Code embedding models, starting with Gu et al. (2018), have evolved into a well-established subfield with dedicated benchmarks (Husain et al., 2019; Li et al., 2025a) and leaderboards (Enevoldsen et al., 2025). While code generation models like Codex (Zaremba and Brockman, 2021) can directly synthesize code from natural language prompts, practical code generation requires contextual understanding of existing codebases, API usage patterns, and integration requirements. This naturally positions code generation systems as retrieval-augmented generation (RAG) architectures (Lewis et al., 2020), where embedding models serve as the critical retrieval component.
Despite their importance, current code embedding models face a fundamental training data limitation. Supervised training typically relies on aligned data such as inline comments, documentation strings, and pedagogical examples from technical documentation—sources that provide insufficient semantic grounding for complex real-world development scenarios. In contrast, the abundant unaligned code and natural language documentation used to train modern LLMs remains largely underutilized for embedding model development.

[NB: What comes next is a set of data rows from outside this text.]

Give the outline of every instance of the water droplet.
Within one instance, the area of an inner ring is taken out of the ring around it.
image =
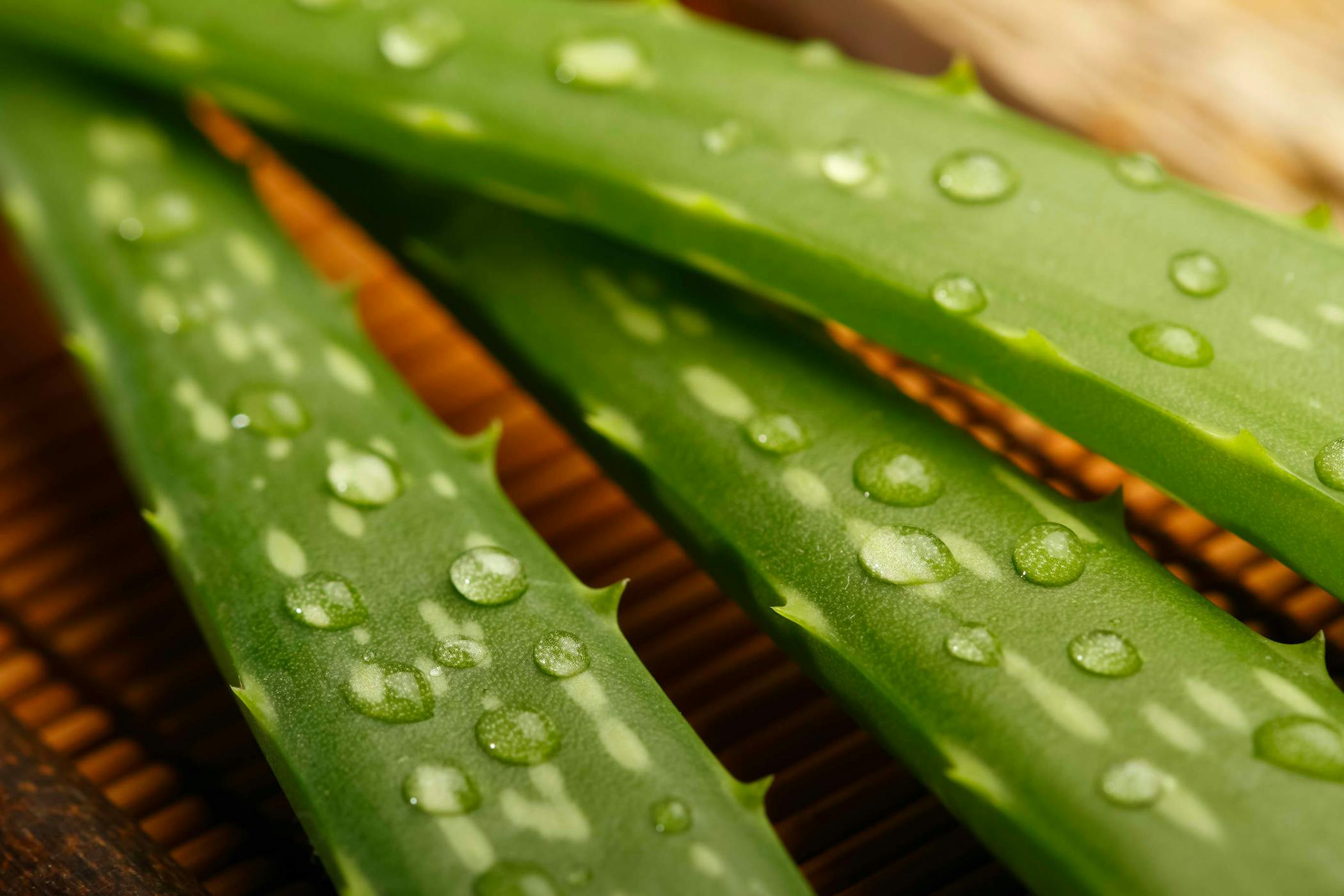
[[[1335,439],[1316,453],[1316,478],[1344,492],[1344,439]]]
[[[258,435],[293,438],[308,429],[308,408],[280,386],[243,386],[230,402],[234,429]]]
[[[929,584],[950,579],[961,568],[942,540],[915,525],[874,529],[859,548],[870,575],[891,584]]]
[[[747,138],[747,129],[738,121],[724,121],[716,128],[706,128],[700,134],[700,145],[711,156],[727,156]]]
[[[1214,347],[1203,334],[1180,324],[1146,324],[1129,334],[1134,347],[1163,364],[1176,367],[1208,367],[1214,360]]]
[[[140,238],[161,243],[191,231],[199,215],[196,203],[175,191],[159,193],[137,211]]]
[[[532,862],[495,862],[472,884],[473,896],[559,896],[555,879]]]
[[[1125,678],[1144,668],[1144,657],[1125,635],[1101,629],[1070,641],[1068,658],[1083,672],[1107,678]]]
[[[802,426],[788,414],[757,414],[742,424],[747,441],[770,454],[793,454],[812,445]]]
[[[383,506],[402,493],[396,463],[372,451],[345,451],[327,466],[332,494],[355,506]]]
[[[933,169],[934,183],[958,203],[995,203],[1017,189],[1017,172],[984,149],[962,149],[945,156]]]
[[[485,662],[489,650],[476,638],[454,638],[434,647],[434,661],[449,669],[470,669]]]
[[[128,243],[133,243],[145,234],[145,226],[140,223],[138,218],[122,218],[117,223],[117,235],[121,236]]]
[[[1255,756],[1309,778],[1344,780],[1344,739],[1320,719],[1270,719],[1255,729]]]
[[[1027,582],[1068,584],[1083,574],[1087,549],[1073,529],[1042,523],[1027,529],[1012,549],[1012,564]]]
[[[309,572],[290,584],[285,606],[298,622],[327,631],[348,629],[368,618],[359,588],[335,572]]]
[[[977,314],[985,309],[985,290],[965,274],[948,274],[939,278],[929,290],[943,310],[953,314]]]
[[[840,47],[829,40],[804,40],[798,44],[798,62],[809,69],[825,69],[844,59]]]
[[[691,807],[676,797],[665,797],[649,807],[653,830],[660,834],[680,834],[691,830]]]
[[[903,445],[878,445],[853,462],[864,497],[895,506],[926,506],[942,494],[942,477]]]
[[[532,647],[536,665],[556,678],[570,678],[589,668],[587,647],[569,631],[552,631]]]
[[[460,553],[450,576],[460,595],[481,606],[508,603],[527,591],[527,572],[519,559],[492,545]]]
[[[341,689],[345,701],[379,721],[423,721],[434,715],[425,674],[405,662],[356,662]]]
[[[567,40],[555,51],[555,79],[590,90],[629,87],[644,78],[644,51],[620,35]]]
[[[982,625],[964,625],[942,642],[942,646],[957,660],[977,666],[997,666],[1003,652],[999,638]]]
[[[1181,253],[1173,255],[1168,274],[1176,289],[1196,298],[1208,298],[1227,286],[1227,270],[1208,253]]]
[[[476,720],[476,743],[503,763],[535,766],[560,748],[560,729],[539,709],[496,707]]]
[[[1107,767],[1101,774],[1097,789],[1117,806],[1144,809],[1161,799],[1171,783],[1171,775],[1146,759],[1128,759]]]
[[[1163,164],[1148,153],[1129,153],[1117,156],[1113,163],[1116,176],[1134,189],[1159,189],[1167,184],[1167,172]]]
[[[430,815],[465,815],[481,805],[476,782],[454,762],[415,766],[402,782],[402,794]]]
[[[882,160],[855,141],[840,144],[821,156],[821,173],[836,187],[853,189],[878,176]]]
[[[462,23],[442,8],[421,7],[388,21],[378,36],[383,58],[398,69],[429,69],[462,40]]]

We address this gap by introducing two high-quality code embedding models: jina-code-embeddings-0.5b and 1.5b, with 494 million and 1.54 billion parameters, respectively. Our approach implements several key innovations: First, we leverage dedicated pre-trained code generation LLMs as backbones, adapting them specifically for embedding generation. Second, through comprehensive task analysis across functional areas of code embedding applications, we develop targeted training strategies that optimize performance for each use case. The resulting models achieve significant improvements over previous models of comparable size, with benchmark performance competitive with much larger alternatives.
2 Related Work
General-purpose semantic embedding models can function as code embedding models, and if large enough and trained on sufficient relevant data, can even perform comparably with specialized models. For example, among recent general-purpose text embedding models, Qwen3 Embedding (Zhang et al., 2025) and Gemini Embedding (Google DeepMind, 2025) perform well on code tasks. However, general-purpose models that support all kinds of texts are very large and expensive to train and deploy.

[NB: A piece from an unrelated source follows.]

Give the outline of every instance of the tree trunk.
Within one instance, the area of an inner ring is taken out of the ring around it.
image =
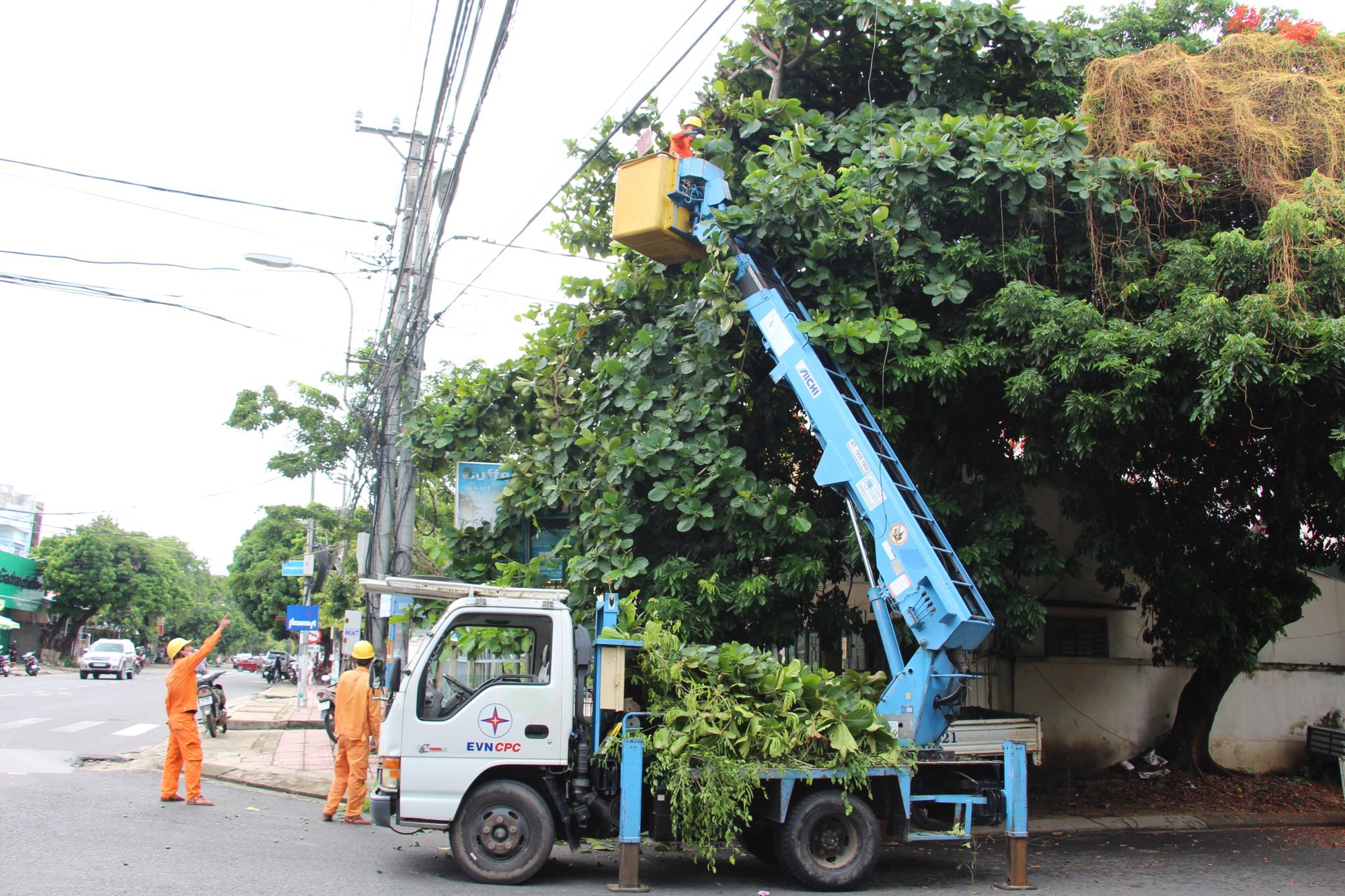
[[[1286,600],[1279,607],[1280,626],[1289,626],[1303,618],[1302,601]],[[1266,648],[1274,634],[1262,639],[1259,654]],[[1181,689],[1177,698],[1177,714],[1173,726],[1158,741],[1158,753],[1178,771],[1196,775],[1227,774],[1223,766],[1209,756],[1209,731],[1215,726],[1215,716],[1224,694],[1240,673],[1236,669],[1206,669],[1197,666]]]
[[[1237,678],[1232,669],[1197,667],[1181,689],[1173,726],[1158,743],[1158,752],[1178,771],[1196,775],[1221,774],[1223,766],[1209,756],[1209,731],[1224,694]]]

Many code embedding models are based on variants of the BERT model (Devlin et al., 2019), like CodeBERT (Feng et al., 2020) and jina-embeddings-v2-base-code (Günther et al., 2024). However, this approach requires specialized datasets and struggles with adequate data sources.
An alternative approach is to take pre-trained general-purpose embedding models and adapt them to code, leveraging their existing language knowledge to compensate for shortcomings in aligned natural language and code data. Sturua et al. (2024) use a LoRA adapter (Hu et al., 2022) to specialize the general-purpose jina-embeddings-v3 model for code retrieval.

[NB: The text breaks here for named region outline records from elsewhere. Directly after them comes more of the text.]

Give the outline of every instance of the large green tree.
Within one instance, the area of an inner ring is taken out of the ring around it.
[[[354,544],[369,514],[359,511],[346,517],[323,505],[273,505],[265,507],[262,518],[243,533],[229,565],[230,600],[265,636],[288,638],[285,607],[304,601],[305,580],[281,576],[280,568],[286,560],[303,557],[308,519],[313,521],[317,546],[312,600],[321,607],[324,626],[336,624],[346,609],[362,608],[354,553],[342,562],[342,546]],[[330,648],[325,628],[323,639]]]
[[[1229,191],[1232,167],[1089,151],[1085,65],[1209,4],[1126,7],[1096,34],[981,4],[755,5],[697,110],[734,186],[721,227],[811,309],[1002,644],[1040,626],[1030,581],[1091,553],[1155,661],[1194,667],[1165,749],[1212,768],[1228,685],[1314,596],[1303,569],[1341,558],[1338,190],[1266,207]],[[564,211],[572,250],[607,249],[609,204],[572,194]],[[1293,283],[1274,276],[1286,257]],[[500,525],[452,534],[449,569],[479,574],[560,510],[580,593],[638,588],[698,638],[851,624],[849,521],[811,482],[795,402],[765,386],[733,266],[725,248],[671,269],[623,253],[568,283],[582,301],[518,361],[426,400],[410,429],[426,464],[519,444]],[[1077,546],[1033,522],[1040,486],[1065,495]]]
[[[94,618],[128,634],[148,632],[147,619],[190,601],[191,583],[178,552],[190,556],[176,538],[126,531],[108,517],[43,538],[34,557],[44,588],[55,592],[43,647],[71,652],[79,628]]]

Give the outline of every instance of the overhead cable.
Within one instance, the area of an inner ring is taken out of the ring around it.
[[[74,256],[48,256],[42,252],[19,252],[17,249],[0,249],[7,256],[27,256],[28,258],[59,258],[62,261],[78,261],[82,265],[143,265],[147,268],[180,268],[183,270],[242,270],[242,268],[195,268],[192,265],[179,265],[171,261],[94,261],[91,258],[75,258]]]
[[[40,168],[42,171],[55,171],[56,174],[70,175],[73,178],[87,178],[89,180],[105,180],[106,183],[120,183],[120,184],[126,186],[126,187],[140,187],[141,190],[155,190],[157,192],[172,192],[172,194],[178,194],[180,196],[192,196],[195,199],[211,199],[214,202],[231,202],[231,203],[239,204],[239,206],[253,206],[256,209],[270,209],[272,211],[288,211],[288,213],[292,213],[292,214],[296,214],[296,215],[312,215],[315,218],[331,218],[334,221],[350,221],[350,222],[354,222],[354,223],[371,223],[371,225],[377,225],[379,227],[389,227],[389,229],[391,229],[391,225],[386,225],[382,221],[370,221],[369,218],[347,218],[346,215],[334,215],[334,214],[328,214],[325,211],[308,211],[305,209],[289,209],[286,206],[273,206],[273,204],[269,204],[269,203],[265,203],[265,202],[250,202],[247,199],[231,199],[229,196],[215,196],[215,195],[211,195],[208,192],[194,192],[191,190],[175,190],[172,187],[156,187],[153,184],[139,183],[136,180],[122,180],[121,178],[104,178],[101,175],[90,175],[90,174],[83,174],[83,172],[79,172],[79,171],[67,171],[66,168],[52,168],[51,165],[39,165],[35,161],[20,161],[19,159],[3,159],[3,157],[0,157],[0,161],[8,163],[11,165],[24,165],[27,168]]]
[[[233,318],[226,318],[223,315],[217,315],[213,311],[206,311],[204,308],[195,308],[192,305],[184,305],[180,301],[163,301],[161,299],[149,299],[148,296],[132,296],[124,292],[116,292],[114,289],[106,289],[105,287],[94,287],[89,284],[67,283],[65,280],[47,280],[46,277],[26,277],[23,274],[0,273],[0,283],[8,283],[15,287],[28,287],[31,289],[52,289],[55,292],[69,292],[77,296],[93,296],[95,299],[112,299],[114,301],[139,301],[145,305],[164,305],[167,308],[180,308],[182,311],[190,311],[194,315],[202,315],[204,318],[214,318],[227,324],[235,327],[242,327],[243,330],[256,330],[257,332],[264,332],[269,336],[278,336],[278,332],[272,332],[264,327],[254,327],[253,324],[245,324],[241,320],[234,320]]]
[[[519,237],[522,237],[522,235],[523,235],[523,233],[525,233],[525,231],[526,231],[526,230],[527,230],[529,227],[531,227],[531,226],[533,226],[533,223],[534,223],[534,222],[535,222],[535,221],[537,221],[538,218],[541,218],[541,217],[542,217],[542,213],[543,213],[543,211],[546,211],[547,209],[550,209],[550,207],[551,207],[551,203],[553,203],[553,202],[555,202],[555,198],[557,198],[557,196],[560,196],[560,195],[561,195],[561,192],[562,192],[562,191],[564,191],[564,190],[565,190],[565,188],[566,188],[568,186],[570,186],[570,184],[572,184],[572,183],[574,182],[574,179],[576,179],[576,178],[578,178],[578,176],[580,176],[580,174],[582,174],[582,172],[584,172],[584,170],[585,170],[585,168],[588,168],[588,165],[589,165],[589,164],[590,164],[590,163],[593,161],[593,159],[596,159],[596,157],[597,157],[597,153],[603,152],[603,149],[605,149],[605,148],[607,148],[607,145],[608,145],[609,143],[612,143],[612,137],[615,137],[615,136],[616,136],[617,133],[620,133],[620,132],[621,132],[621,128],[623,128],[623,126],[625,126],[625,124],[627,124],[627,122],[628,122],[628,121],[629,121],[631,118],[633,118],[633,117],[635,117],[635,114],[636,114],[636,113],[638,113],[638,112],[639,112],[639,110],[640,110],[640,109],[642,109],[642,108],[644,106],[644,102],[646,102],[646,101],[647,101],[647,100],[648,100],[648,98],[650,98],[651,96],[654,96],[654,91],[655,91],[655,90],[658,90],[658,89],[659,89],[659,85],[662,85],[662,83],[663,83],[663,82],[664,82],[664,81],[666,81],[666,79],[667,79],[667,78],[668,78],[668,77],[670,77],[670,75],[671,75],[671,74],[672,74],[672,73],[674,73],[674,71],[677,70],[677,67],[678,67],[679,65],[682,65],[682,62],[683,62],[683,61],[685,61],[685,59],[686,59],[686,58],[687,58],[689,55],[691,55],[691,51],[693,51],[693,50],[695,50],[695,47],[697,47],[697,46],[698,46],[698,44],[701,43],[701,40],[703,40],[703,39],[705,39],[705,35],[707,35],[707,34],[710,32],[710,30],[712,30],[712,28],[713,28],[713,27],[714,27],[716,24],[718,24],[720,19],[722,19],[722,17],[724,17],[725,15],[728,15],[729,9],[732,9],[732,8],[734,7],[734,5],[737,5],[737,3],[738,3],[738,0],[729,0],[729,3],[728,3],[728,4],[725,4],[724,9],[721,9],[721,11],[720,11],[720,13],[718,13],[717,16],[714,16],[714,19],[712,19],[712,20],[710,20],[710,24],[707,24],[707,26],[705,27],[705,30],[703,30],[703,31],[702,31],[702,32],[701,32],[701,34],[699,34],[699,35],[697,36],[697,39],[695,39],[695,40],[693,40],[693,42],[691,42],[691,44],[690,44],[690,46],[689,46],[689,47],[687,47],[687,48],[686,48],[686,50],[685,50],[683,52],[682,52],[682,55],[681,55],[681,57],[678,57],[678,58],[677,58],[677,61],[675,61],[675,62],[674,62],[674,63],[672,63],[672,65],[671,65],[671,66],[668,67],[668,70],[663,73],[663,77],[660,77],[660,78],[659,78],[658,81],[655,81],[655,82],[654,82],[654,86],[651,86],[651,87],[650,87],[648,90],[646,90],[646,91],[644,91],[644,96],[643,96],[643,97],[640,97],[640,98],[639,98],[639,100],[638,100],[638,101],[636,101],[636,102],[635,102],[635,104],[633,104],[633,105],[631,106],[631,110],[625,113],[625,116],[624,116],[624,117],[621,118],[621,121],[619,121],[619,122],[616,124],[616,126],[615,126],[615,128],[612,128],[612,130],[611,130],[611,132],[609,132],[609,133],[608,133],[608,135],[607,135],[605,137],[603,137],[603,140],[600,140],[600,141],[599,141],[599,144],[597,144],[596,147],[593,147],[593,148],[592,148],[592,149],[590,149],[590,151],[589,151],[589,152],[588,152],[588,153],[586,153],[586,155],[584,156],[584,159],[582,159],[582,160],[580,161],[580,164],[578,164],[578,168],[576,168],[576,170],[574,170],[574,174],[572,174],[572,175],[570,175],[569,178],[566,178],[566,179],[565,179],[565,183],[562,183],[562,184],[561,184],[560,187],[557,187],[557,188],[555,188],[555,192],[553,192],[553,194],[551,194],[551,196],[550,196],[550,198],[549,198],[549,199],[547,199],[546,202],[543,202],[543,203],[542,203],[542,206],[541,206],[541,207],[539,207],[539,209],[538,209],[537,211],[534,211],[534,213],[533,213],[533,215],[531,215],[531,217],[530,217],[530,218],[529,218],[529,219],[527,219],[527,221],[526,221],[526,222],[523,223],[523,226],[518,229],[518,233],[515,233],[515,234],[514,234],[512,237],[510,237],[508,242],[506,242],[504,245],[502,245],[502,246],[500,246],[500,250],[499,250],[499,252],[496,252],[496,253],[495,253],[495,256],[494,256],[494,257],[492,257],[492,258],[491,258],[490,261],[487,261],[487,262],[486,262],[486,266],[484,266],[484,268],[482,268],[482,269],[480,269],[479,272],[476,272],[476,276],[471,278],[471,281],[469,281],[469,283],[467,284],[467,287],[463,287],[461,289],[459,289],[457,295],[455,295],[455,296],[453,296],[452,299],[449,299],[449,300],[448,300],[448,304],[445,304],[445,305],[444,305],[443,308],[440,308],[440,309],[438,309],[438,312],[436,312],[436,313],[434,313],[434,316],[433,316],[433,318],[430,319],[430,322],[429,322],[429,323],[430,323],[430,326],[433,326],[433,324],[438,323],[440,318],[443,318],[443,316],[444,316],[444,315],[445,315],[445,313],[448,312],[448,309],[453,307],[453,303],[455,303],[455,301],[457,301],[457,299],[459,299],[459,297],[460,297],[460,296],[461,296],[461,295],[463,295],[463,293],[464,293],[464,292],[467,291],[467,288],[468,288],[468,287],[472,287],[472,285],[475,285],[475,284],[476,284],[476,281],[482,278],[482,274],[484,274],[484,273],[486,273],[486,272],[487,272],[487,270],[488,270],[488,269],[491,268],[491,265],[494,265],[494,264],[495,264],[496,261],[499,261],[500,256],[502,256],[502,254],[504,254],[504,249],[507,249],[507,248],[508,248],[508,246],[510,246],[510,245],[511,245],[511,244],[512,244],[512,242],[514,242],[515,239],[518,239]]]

Recent developments have demonstrated that autoregressive decoder architectures can be adapted to generate high-quality embeddings (Lee et al., 2025). This class of model generates tokens sequentially as a function of the preceding tokens and can be trained using standard denoising objectives and copious quantities of readily available natural language text. They can then be adapted, after pre-training, to produce high-quality embeddings by pooling the token embedding outputs of the last hidden layer and fine-tuning the model. This is the approach used in the Qwen3 embedding model family (Zhang et al., 2025), and in jina-embeddings-v4 (Günther et al., 2025).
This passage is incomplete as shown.